Vatican City State, comprising the Vatican, St. Peter's, extraterritorial right to Castel Gandolfo and 13 buildings throughout Rome, is all that remains of the extensive Papal States over which the Pope exercised temporal power in central Italy. During the struggle for Italian unification, the Papal States, including Rome, were forcibly incorporated into the Kingdom of Italy in 1870. The resultant confrontation of crozier and sword remained unresolved until the signing of the Lateran Treaty, Feb. 11, 1929, between the Vatican and the Kingdom of Italy which recognized the independence and sovereignty of the State of the Vatican City, defined the relationship between the government and the church within Italy, and financially compensated the Holy See for the territorial losses from 1870.

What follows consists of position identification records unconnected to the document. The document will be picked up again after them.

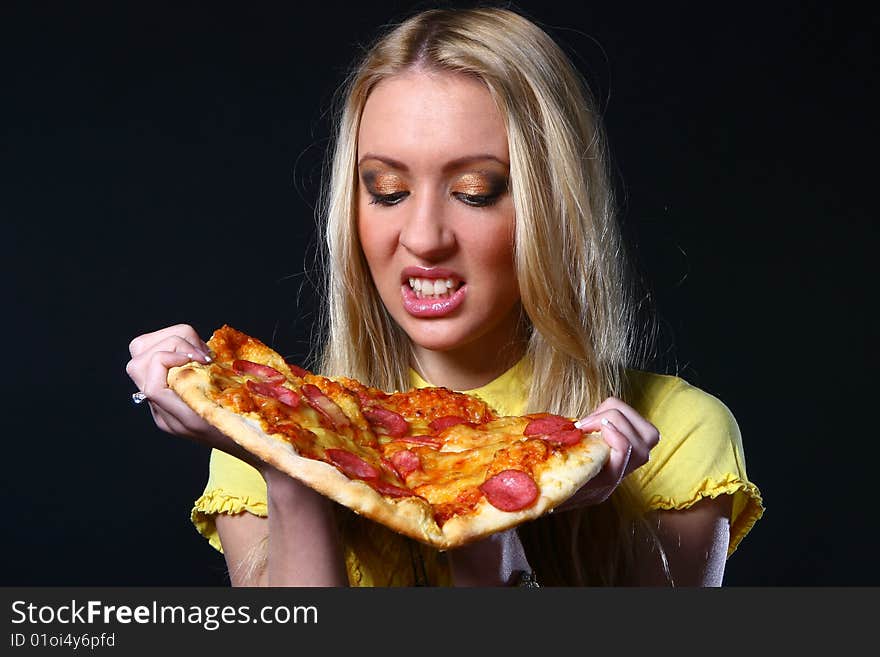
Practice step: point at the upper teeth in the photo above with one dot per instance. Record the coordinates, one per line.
(431, 286)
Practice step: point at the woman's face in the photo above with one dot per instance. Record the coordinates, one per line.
(435, 214)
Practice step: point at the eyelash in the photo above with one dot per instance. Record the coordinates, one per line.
(473, 200)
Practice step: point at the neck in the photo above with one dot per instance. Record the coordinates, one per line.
(472, 365)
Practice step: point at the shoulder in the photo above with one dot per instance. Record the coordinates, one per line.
(671, 401)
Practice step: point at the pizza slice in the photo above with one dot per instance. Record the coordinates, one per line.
(433, 464)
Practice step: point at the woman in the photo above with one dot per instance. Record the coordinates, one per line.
(472, 244)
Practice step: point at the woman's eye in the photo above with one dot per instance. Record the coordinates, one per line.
(477, 200)
(388, 199)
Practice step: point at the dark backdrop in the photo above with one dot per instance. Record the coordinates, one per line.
(139, 138)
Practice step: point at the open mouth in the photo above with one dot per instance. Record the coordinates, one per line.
(434, 288)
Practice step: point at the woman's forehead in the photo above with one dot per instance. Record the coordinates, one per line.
(426, 116)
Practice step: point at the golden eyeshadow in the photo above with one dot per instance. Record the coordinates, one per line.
(383, 183)
(480, 184)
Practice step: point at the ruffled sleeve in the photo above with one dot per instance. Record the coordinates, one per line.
(700, 454)
(233, 486)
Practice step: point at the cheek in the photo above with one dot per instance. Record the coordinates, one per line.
(376, 237)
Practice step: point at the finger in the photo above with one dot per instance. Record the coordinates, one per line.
(620, 461)
(620, 423)
(140, 364)
(149, 341)
(646, 430)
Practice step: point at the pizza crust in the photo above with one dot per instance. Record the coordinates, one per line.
(558, 478)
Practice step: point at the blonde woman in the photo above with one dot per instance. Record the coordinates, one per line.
(471, 243)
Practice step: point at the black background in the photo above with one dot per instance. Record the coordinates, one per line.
(137, 138)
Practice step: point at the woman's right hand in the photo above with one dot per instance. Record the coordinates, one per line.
(152, 355)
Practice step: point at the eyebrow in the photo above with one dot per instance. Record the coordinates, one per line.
(452, 164)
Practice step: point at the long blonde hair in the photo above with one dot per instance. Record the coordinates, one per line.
(568, 251)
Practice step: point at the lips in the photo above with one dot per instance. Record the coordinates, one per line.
(430, 292)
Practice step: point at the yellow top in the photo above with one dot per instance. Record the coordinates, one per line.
(700, 455)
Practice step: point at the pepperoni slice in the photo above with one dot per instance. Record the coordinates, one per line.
(297, 370)
(568, 437)
(548, 424)
(268, 374)
(447, 421)
(351, 464)
(510, 490)
(405, 462)
(393, 423)
(427, 441)
(325, 406)
(275, 391)
(390, 489)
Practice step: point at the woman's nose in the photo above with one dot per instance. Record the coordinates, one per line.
(426, 232)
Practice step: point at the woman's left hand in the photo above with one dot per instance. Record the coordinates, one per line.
(631, 439)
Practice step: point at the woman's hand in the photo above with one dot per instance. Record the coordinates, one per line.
(152, 355)
(631, 438)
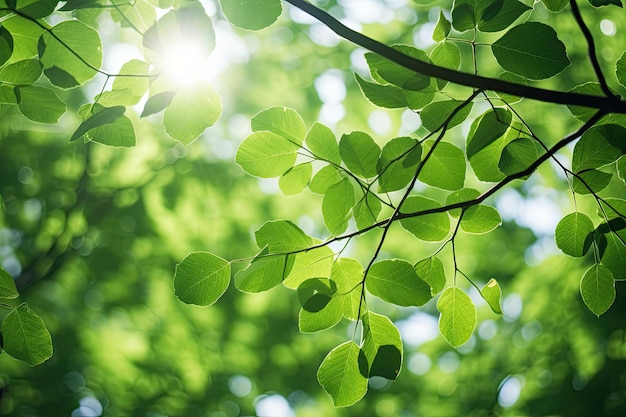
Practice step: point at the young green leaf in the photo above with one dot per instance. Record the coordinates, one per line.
(492, 294)
(500, 14)
(192, 110)
(251, 14)
(201, 278)
(597, 289)
(8, 290)
(480, 219)
(264, 272)
(360, 153)
(435, 113)
(25, 336)
(458, 316)
(282, 236)
(386, 96)
(395, 281)
(599, 146)
(60, 49)
(442, 28)
(322, 142)
(39, 104)
(342, 374)
(431, 271)
(433, 227)
(265, 154)
(283, 121)
(157, 103)
(445, 168)
(532, 50)
(396, 166)
(574, 234)
(382, 346)
(337, 206)
(314, 263)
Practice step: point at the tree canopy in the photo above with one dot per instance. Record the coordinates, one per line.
(426, 213)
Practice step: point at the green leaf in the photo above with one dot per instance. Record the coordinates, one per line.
(8, 290)
(492, 294)
(599, 146)
(251, 14)
(433, 227)
(480, 219)
(282, 236)
(201, 278)
(486, 129)
(555, 6)
(532, 50)
(24, 72)
(283, 121)
(620, 69)
(157, 103)
(314, 263)
(366, 211)
(6, 45)
(296, 179)
(325, 318)
(360, 153)
(500, 14)
(323, 179)
(62, 65)
(591, 181)
(192, 110)
(264, 272)
(458, 316)
(574, 234)
(445, 168)
(442, 28)
(397, 163)
(266, 154)
(597, 288)
(322, 142)
(382, 346)
(25, 336)
(386, 96)
(39, 104)
(396, 74)
(337, 206)
(435, 114)
(517, 156)
(446, 55)
(461, 196)
(431, 271)
(395, 281)
(103, 116)
(341, 374)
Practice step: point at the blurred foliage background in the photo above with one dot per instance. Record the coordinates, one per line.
(93, 234)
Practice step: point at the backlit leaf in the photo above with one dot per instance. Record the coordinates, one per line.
(25, 336)
(395, 281)
(532, 50)
(341, 374)
(458, 316)
(201, 278)
(492, 294)
(574, 234)
(597, 289)
(360, 153)
(382, 346)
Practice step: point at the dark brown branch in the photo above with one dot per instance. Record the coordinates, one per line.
(609, 104)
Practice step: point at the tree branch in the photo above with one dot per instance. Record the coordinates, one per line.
(609, 104)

Today the Pope exercises supreme legislative, executive and judicial power within the Vatican City, and the State of the Vatican City is recognized by many nations as an independent sovereign state under the temporal jurisdiction of the Pope, even to the extent of ambassadorial exchange. The Pope, is of course, the head of the Roman Catholic Church.
Pius XI, 1922-1939
Sede Vacante, Feb. 10 - Mar. 2, 1939
Pius XII, 1939-1958
Sede Vacante, Oct. 9 - 28, 1958
John XXIII, 1958-1963
Sede Vacante, June 3 - 21,1963
Paul VI, 1963-1978
Sede Vacante, Aug. 6 - 26, 1978
John Paul I, Aug. 26 - Sept. 28, 1978
Sede Vacante, Sept. 28 - Oct. 16, 1978
John Paul II, 1978-2005
Sede Vacante, April 2 - 19, 2005
Benedict XVI, 2005-
R – Rome
100 Centesimi = 1 Lira (thru 2002)
100 Euro Cent = 1 Euro
Most Vatican coins indicate the regnal year of the pope preceded by the word Anno (or an abbreviation), even if the anno domini date is omitted.